Through DNA, Masa Ohnishi and Dr. Randy DeYoung were able to connect offspring to 963 buck fathers and build family trees of relationships for immediate relatives (fathers, sons and brothers). By studying these family connections in combination with the known antler measurements for each buck in the tree for some of them across multiple years the team established a "breeding value" for individual bucks: a buck's genetic value based on the antler quality of its offspring relative to the average for the population. A buck that produced offspring with above-average antlers for the population earned a higher breeding value, and vice versa.
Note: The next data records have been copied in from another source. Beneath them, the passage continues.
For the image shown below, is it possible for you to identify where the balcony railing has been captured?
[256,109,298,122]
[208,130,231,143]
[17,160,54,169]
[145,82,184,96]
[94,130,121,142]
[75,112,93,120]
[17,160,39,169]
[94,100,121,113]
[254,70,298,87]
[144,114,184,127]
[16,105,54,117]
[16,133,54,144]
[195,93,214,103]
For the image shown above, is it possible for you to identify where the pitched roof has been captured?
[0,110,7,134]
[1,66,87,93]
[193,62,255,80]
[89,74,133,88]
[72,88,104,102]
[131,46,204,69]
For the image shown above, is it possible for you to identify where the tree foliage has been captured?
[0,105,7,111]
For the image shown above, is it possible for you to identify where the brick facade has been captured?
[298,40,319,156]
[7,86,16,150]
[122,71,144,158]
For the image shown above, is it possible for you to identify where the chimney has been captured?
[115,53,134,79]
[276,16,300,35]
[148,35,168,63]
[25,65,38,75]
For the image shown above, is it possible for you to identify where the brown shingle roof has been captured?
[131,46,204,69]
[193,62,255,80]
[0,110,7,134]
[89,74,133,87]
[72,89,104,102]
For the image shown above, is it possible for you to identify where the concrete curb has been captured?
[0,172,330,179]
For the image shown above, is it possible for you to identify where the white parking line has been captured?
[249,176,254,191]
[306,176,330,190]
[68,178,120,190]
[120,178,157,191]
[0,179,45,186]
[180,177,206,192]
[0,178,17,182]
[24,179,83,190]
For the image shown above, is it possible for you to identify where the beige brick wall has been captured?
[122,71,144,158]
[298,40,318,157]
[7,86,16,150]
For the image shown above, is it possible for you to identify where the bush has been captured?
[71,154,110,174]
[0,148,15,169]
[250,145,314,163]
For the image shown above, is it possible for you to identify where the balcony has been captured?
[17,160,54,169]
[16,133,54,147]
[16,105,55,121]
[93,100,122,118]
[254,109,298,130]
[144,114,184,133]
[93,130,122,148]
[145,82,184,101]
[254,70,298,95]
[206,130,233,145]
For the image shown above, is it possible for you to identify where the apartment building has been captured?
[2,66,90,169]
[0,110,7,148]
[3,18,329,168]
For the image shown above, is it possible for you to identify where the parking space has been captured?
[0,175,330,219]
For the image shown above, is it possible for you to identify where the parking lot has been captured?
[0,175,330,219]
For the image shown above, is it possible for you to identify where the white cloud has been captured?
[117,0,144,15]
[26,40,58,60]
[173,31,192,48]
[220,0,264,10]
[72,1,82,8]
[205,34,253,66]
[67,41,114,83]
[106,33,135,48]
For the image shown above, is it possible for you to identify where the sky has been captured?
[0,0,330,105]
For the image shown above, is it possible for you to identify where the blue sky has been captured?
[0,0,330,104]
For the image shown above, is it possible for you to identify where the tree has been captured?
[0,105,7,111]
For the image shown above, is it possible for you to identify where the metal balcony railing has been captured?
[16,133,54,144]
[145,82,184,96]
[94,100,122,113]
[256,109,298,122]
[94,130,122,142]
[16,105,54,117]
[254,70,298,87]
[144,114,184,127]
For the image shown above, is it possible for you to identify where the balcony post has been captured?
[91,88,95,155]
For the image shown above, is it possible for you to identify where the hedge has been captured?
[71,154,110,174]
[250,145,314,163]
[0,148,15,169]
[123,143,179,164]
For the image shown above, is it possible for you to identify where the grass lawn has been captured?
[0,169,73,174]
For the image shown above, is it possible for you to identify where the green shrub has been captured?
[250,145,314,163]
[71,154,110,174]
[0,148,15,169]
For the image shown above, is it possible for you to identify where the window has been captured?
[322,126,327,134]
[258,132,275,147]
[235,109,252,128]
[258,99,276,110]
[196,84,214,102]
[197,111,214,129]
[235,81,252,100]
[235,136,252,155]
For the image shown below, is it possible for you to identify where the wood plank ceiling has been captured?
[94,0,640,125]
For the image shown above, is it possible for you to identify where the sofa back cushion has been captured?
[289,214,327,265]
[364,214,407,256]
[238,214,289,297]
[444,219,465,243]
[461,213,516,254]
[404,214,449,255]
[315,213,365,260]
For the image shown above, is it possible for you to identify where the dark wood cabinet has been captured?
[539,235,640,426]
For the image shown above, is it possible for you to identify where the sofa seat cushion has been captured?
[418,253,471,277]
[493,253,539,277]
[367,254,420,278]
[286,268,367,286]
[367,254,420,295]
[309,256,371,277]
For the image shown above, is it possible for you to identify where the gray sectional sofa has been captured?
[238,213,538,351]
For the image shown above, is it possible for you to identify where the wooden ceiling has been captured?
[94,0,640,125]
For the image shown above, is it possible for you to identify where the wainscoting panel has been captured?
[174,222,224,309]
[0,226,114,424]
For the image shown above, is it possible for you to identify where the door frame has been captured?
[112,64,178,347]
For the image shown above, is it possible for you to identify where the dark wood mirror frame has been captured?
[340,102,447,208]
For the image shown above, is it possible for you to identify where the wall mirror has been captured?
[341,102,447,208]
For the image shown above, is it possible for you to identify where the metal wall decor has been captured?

If culling is to work, the criteria would need to remove bucks with lower breeding values while leaving bucks with higher breeding values to make more fawns. But the family trees revealed a brick wall: antler size was not correlated to breeding value. Therefore, you cannot predict the breeding value of a buck by looking at his antlers.
Over years of data, the research team found cull-worthy bucks with low-quality antlers that produced fawns that went on to have above-average antlers. They also found bucks with large antlers for their age that produced fawns with below-average antlers. Without being able to trust antler quality as a guide to a buck's breeding value, a hunter has no way to selectively cull.
https://www.qdma.com/qdm-works-culling-doesnt/?utm_source=newsletter&utm_medium=email&utm_campaign=2019-10-17&fbclid=IwAR3LODb32Jh91jlAM-Ezd9KDXG2G3MV1xsMcNNnvn1ZrHYMcK-BFcT21uDUQuote:
Focus on What Works
"I have no hesitation, no doubt, that culling in wild deer does not work," said Donnie. "Those who think they've had success aren't considering all the other factors involved."
Those factors include age, which is achieved by protecting most yearling bucks and increasing numbers of adults. They include nutrition, which is enhanced through habitat management techniques that increase forage production, like food plots, forest management, and prescribed fire, or though an intensive supplemental feeding program. They include techniques for encouraging mature bucks to use the land you hunt, like pressure management, sanctuaries, and cover production. Unlike culling, these techniques work.
Interesting article for sure, and it seems to be the first long term study on culling with the benefit of DNA testing. I'm one that has always logically believed and followed the idea of culling. To me the biggest surprise of this study was that bucks with the highest breeding value to produce large antlers often didn't have large antlers themselves.